In a virtual environment, students practice the public-forum style of debate, preparing to compete in teams of two vs. two. In small groups of four students, coaches help students with articulation drills, impact weighing, crossfires, debate rounds, and speech structure with an emphasis on both tone and delivery.
Our champion debaters will tell you that one of the most challenging tasks is learning to adapt to different judges. They hope to be assigned to an experienced debater who tracks all the arguments. The real challenge is when the metrics aren't as clear; when the outcome of the round is decided by someone with limited to no debate experience.
As Brandon explains it, "Of course, judges all have their specific preferences, but adapting to your judge can be key to winning a debate. For example, a lay judge might say that they vote off arguments, but if you speak well, you can really turn them over to your side."
Brandon, Public Forum
Megan on the affirmative side debating the resolve: The European Union should join the Belt and Road Initiative.

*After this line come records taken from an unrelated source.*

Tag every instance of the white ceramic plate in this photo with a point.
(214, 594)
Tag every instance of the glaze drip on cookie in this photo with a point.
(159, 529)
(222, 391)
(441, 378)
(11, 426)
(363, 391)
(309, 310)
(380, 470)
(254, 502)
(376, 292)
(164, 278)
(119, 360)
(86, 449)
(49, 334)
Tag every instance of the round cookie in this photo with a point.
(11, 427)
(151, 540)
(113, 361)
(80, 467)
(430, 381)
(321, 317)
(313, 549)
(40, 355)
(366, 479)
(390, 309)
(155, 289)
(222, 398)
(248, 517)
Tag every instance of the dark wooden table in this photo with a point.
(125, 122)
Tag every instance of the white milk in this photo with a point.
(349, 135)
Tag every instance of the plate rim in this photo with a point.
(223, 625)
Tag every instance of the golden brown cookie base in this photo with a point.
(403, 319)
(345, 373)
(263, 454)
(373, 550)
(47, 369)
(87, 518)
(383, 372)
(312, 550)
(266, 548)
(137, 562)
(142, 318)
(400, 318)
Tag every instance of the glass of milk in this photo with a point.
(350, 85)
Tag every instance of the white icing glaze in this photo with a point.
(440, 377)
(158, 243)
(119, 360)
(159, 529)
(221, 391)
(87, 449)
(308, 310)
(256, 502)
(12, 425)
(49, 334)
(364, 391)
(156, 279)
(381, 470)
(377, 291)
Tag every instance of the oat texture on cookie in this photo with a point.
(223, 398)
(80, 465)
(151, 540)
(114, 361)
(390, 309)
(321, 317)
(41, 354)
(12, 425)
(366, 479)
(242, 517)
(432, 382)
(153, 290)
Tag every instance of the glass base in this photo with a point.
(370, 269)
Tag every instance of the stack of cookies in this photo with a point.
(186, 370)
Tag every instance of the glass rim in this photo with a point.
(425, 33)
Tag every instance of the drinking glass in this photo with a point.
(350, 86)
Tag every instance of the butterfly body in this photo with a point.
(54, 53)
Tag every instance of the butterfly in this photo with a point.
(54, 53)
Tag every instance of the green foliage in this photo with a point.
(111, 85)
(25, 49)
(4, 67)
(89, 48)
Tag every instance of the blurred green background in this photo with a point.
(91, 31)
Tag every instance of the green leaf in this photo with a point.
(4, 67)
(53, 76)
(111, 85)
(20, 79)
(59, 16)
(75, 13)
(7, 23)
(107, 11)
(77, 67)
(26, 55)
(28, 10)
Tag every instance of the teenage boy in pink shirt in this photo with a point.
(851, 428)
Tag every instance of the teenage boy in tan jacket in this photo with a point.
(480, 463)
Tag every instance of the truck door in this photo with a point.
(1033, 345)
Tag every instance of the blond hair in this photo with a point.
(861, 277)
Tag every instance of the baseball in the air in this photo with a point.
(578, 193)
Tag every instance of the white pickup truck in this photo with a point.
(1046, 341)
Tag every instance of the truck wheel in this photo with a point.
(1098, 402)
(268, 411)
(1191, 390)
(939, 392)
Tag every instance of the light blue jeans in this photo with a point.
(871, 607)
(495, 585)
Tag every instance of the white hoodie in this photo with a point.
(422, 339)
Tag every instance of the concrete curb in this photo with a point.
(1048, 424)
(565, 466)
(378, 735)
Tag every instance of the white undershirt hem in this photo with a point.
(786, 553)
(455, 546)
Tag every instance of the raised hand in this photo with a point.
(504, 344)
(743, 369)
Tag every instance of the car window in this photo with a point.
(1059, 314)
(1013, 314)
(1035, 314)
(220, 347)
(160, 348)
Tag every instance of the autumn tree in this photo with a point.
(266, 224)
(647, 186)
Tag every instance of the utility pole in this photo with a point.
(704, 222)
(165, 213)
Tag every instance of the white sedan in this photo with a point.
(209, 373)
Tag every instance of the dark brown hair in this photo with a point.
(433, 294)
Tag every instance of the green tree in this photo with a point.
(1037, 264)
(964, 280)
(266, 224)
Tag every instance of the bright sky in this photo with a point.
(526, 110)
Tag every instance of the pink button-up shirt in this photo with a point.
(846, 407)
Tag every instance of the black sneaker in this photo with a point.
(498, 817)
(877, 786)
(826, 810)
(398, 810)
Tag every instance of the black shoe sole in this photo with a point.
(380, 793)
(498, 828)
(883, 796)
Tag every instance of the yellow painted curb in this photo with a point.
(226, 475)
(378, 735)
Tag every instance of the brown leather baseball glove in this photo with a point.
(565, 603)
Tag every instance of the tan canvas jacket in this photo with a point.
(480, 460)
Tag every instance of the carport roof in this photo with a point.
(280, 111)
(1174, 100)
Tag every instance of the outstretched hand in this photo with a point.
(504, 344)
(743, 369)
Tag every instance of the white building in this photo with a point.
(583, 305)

As she explains, “It was a grueling day of competition. I did my best to help my opponents understand the geopolitical problems from my perspective while still being open to the points they made that added value to the conversation. Debate is a tough balancing act, and sometimes you have to make concessions to help move the conversation forward.”
Megan, 6th grade
An added value of debate is the analytical skills that students develop along the way. It’s a life skill that transcends to every aspect of their lives. When we asked Adrian what he was thinking as this picture was taken, his response “My opponent was completely contradicting himself.”